One question that has been niggling at me since Finlay was born is simply, why?
I think this is a common question for parents of children with chronic conditions. Why? What went wrong? Did we do something wrong? In many cases it can all be mixed up with feelings of guilt or anger or both.
For me it was more of a simple why. Finlay had a genetic abnormality. We weren’t to blame. There was nobody for us to blame. It simply was. Our genes mutate between every generation. Sometimes it makes no difference, sometimes it might be advantageous, and sometimes, like with us, it could be pretty devastating. Mother Nature plays to her own rules. She is often beautiful and awe-inspiring. Occasionally she sucks!
So I have never felt guilt or anger. Frustration, yes, oh yes!! But anger, no.
But the one question that wouldn’t go away was why? A genetic mutation, but which gene? What could lead to such devastating abnormalities?

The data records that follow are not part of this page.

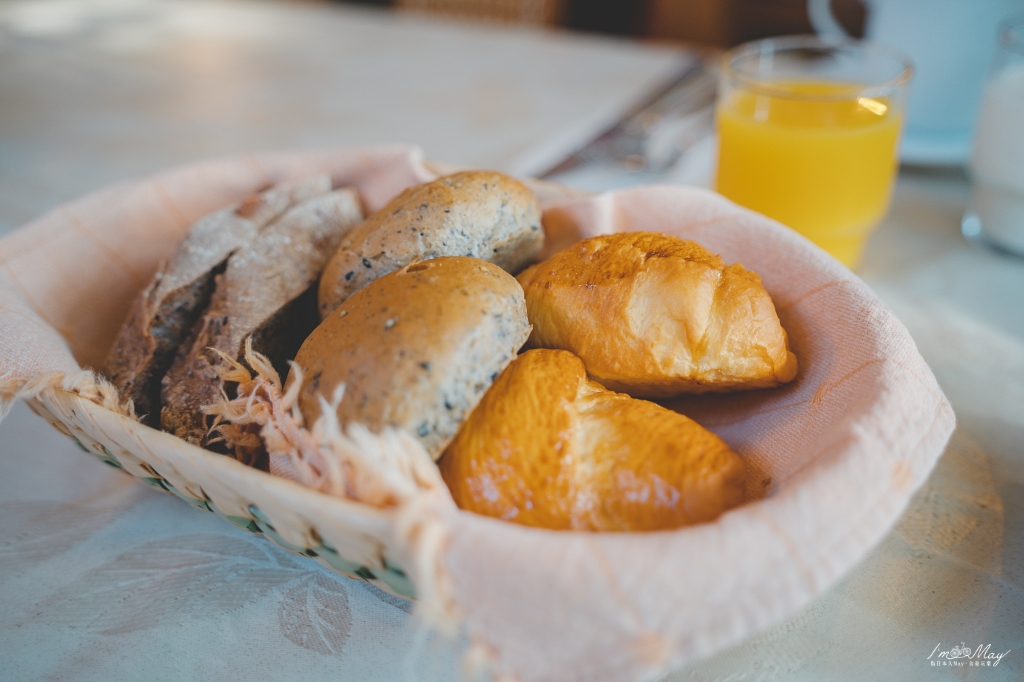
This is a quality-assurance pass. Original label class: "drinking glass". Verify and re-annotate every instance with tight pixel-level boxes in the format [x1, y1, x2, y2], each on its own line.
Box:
[716, 36, 912, 267]
[961, 15, 1024, 256]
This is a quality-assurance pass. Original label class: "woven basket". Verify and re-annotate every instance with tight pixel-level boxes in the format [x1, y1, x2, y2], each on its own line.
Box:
[0, 150, 954, 682]
[4, 153, 582, 599]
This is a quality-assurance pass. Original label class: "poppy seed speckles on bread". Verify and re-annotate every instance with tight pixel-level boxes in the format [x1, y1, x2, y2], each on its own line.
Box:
[319, 171, 544, 317]
[288, 257, 529, 459]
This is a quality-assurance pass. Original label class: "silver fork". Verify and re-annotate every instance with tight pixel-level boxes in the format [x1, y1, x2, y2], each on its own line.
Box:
[538, 56, 718, 178]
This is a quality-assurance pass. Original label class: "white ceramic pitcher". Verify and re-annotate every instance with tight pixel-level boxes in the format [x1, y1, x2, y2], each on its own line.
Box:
[807, 0, 1024, 165]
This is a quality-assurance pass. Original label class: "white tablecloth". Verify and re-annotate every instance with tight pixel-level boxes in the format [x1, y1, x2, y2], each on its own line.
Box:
[0, 0, 1024, 681]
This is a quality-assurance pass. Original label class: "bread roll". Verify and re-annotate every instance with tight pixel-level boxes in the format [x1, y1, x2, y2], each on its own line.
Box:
[103, 175, 331, 419]
[161, 189, 362, 445]
[439, 350, 745, 530]
[518, 232, 797, 397]
[289, 257, 529, 459]
[319, 171, 544, 316]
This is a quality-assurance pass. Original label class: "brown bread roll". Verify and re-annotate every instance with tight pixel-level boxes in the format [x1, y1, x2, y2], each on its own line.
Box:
[319, 171, 544, 316]
[103, 175, 331, 419]
[518, 232, 797, 397]
[438, 350, 745, 530]
[161, 189, 362, 445]
[289, 257, 529, 459]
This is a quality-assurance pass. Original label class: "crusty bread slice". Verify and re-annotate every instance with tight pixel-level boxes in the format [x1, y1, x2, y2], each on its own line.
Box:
[103, 175, 331, 419]
[161, 189, 362, 445]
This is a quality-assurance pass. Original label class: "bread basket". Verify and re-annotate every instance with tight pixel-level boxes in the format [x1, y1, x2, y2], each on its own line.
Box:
[0, 147, 953, 680]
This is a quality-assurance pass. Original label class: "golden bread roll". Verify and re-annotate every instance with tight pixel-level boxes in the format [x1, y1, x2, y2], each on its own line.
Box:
[518, 232, 797, 397]
[439, 350, 745, 530]
[319, 171, 544, 317]
[289, 257, 529, 459]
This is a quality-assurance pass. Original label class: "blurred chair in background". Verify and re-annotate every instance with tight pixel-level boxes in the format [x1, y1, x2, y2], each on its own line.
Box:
[394, 0, 563, 26]
[349, 0, 865, 47]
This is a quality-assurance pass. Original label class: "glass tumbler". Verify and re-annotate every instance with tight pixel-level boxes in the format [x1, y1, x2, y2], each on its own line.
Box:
[716, 36, 912, 267]
[961, 15, 1024, 256]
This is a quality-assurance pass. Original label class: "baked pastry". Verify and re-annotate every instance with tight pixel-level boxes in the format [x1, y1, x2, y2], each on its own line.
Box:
[288, 257, 529, 459]
[439, 350, 745, 530]
[518, 232, 797, 397]
[319, 171, 544, 317]
[161, 189, 362, 445]
[103, 175, 331, 426]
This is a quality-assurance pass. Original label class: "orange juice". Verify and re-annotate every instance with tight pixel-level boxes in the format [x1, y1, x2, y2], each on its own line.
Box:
[717, 80, 902, 267]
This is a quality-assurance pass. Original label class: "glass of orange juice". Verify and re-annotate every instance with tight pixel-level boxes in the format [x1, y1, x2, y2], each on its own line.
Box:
[716, 36, 912, 267]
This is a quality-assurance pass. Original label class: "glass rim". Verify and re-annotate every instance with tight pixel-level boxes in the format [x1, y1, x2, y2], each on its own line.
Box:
[719, 36, 913, 101]
[998, 13, 1024, 54]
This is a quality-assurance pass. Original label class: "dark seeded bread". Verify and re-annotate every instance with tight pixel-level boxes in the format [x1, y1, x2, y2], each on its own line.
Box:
[161, 189, 362, 445]
[289, 257, 529, 459]
[319, 171, 544, 317]
[103, 175, 331, 419]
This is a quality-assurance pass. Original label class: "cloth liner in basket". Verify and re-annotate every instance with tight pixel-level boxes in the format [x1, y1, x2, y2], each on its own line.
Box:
[0, 147, 954, 682]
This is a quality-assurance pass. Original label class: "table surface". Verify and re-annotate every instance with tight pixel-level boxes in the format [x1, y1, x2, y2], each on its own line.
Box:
[0, 0, 1024, 680]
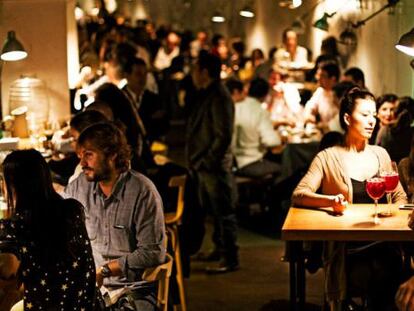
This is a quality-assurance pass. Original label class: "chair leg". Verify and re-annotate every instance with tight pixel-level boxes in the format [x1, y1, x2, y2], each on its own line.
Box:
[171, 225, 187, 311]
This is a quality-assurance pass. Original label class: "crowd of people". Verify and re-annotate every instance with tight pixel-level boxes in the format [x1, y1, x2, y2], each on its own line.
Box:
[0, 6, 414, 311]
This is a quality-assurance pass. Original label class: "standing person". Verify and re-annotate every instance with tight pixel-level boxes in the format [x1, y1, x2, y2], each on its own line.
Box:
[186, 53, 239, 273]
[370, 94, 398, 145]
[275, 28, 308, 68]
[0, 149, 96, 310]
[292, 88, 407, 310]
[230, 78, 281, 178]
[65, 123, 166, 311]
[304, 63, 340, 127]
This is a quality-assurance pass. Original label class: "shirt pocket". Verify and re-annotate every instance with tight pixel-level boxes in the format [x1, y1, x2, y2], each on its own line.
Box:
[85, 217, 99, 242]
[111, 222, 135, 253]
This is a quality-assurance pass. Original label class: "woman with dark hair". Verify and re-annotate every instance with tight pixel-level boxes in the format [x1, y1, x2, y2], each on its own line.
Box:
[0, 149, 96, 310]
[95, 83, 155, 174]
[292, 88, 407, 310]
[378, 97, 414, 163]
[369, 94, 398, 145]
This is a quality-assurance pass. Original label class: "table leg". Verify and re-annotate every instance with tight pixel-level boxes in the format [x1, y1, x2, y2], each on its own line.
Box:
[286, 241, 306, 311]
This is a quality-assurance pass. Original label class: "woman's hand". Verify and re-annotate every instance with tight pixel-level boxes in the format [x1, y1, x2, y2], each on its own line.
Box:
[332, 193, 348, 214]
[395, 278, 414, 311]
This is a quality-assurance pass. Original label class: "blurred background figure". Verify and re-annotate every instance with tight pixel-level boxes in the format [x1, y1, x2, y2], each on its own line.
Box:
[275, 28, 308, 68]
[0, 149, 96, 310]
[370, 94, 398, 145]
[378, 97, 414, 163]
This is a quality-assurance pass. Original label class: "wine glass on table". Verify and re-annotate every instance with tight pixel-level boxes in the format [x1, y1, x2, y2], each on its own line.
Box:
[380, 161, 400, 217]
[365, 176, 385, 225]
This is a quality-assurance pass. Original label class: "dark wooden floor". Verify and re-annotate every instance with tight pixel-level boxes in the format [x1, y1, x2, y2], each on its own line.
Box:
[186, 226, 323, 311]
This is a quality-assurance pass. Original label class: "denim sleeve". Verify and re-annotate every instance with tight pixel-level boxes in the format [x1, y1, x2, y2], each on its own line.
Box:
[117, 187, 166, 276]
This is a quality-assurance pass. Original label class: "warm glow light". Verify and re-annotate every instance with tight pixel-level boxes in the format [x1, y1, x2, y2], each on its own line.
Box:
[211, 15, 226, 23]
[289, 0, 302, 9]
[395, 44, 414, 56]
[1, 51, 27, 62]
[240, 10, 254, 18]
[75, 6, 84, 21]
[90, 8, 99, 16]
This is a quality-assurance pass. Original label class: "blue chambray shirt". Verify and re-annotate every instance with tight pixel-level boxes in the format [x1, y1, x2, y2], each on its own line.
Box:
[64, 170, 166, 287]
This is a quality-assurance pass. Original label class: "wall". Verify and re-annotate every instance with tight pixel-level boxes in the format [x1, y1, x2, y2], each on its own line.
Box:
[0, 0, 74, 120]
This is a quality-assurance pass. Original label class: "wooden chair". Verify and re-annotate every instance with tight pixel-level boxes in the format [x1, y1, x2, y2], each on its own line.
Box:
[165, 175, 187, 311]
[142, 254, 173, 311]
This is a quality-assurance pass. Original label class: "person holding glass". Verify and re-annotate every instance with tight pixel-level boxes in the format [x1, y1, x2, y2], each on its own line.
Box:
[292, 88, 407, 310]
[0, 149, 97, 310]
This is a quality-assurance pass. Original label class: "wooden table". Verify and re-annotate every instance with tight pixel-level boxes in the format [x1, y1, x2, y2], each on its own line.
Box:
[282, 204, 414, 310]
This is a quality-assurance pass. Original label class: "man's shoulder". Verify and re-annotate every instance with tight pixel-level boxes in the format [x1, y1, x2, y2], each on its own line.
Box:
[126, 169, 158, 193]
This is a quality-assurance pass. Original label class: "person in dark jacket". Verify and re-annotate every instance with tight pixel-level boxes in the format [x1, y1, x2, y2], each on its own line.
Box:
[186, 53, 239, 273]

Well, two causes of absent pancreas were known. Recessive mutations in the Pdx1 or Ptf1a genes had been shown to cause pancreatic agenesis. In these cases each parent had a bad copy of the gene and when the child inherited both bad copies, the pancreas didn’t grow. But for Pdx1 mutations there was usually a family history of diabetes which we didn’t have, and those cases were only missing the pancreas, not the gall bladder and had no problems with the heart or any other organ. For the Ptf1a cases they also had cerebellar agenesis, meaning they were missing a large part of their brain, sadly a fatal condition. Neither of these genes seemed plausible for Finlay.
So, I looked for other cases. I searched out every case I could find in the literature, downloading papers or writing to clinicians in far-flung corners of the world to ask for reprints. I found about 30 cases of pancreatic agenesis. Some dead, some alive. A few with a known cause, most without. One thing I noticed was that about a third of the cases also had cardiac defects. Could they all have the same cause?
The other thing I noticed was that many of the cases were from consanguineous parents, i.e. the parents were related, quite often cousins, as is common in a number of cultures. The relevance of this is that if a mutated copy of a gene exists within a family, there is a far higher chance of two people from that family passing on two mutated copies to their children than if the parents are unrelated.
What struck me was that none of the cases with cardiac defects appeared to have related parents. If these cases were caused by the presence of two mutated copies of the same gene it could be expected that at least some of the cases would be from related parents due to the increased chance of passing on two mutated copies. But the absence of related parents suggested that these cases were caused by a single non-inherited mutation, a mutation present only in the child with the disease, not the parents.
But still, which gene? Sadly, this is about as far as I got. I considered lots of genes and came up with some possibilities, but there are over 20,000 genes in a human cell. A real needle in a haystack.
Fortunately, our DNA, along with Finlay’s had been sent to the Peninsula Medical School in Exeter, England. This is where the experts in monogenic diabetes are. And they had a cohort of samples from children just like Finlay. And they had some amazing pieces of technology. What they did next was they took our DNA and that of another child with no pancreas and cardiac defects and his parents and they sequenced our genes, all of them! They sequenced the genetic code of every single one of the 20,000+ genes in our cells, over 30 million pieces of genetic code from each one of us. Then they filtered through them looking for differences.
Since the mapping of the human genome a decade ago we have had a consensus sequence for what the genetic code of a human is. And each one of us has a slightly different version of this code. When they looked through Finlay’s genes they found over 23,000 differences, single letter changes or small deletions or additions to the code.
As this condition is rare they were expecting the mutations involved to be new to science. So the next thing they did was take out all the differences that had already been found in other humans using huge databases of genetic variation. Then they excluded all the ones that weren’t in coding parts of the genes, i.e. that weren’t involved in the sequence of the gene products or that didn’t change the gene product (protein). Next, because they were looking for a non-inherited mutation they removed any differences that were found in either parent.
After all this they were left with one single mutation.
Once they had done the same with the other child’s DNA they were also left with one single mutation. A different mutation… but in the same gene!
It seemed that one gene was the cause of the disease in both children.
Then they went back to the rest of their pancreatic agenesis cases and sequenced just this single gene. Of the 27 children in their cohort 15 had mutations in this gene, and all but one of those cases had cardiac defects. And in all the cases for which DNA from both parents was available the mutation was not found in either parent: it was a non-inherited mutation.
This Sunday past these clever people at Exeter published their findings online in the journal Nature Genetics adding another gene, GATA6, to the list of causes of monogenic diabetes. Science has an important addition to the understanding of how the pancreas develops.
Like many scientific advances, this finding asks as many questions as it answers; what is the mechanism that causes Finlay’s problems? Why is there so much variation in the symptoms of these children: some have no gall bladder, some have liver problems, some have developmental delay, some are prone to seizures.
Perhaps one day we’ll figure these out. But for now I have my answer.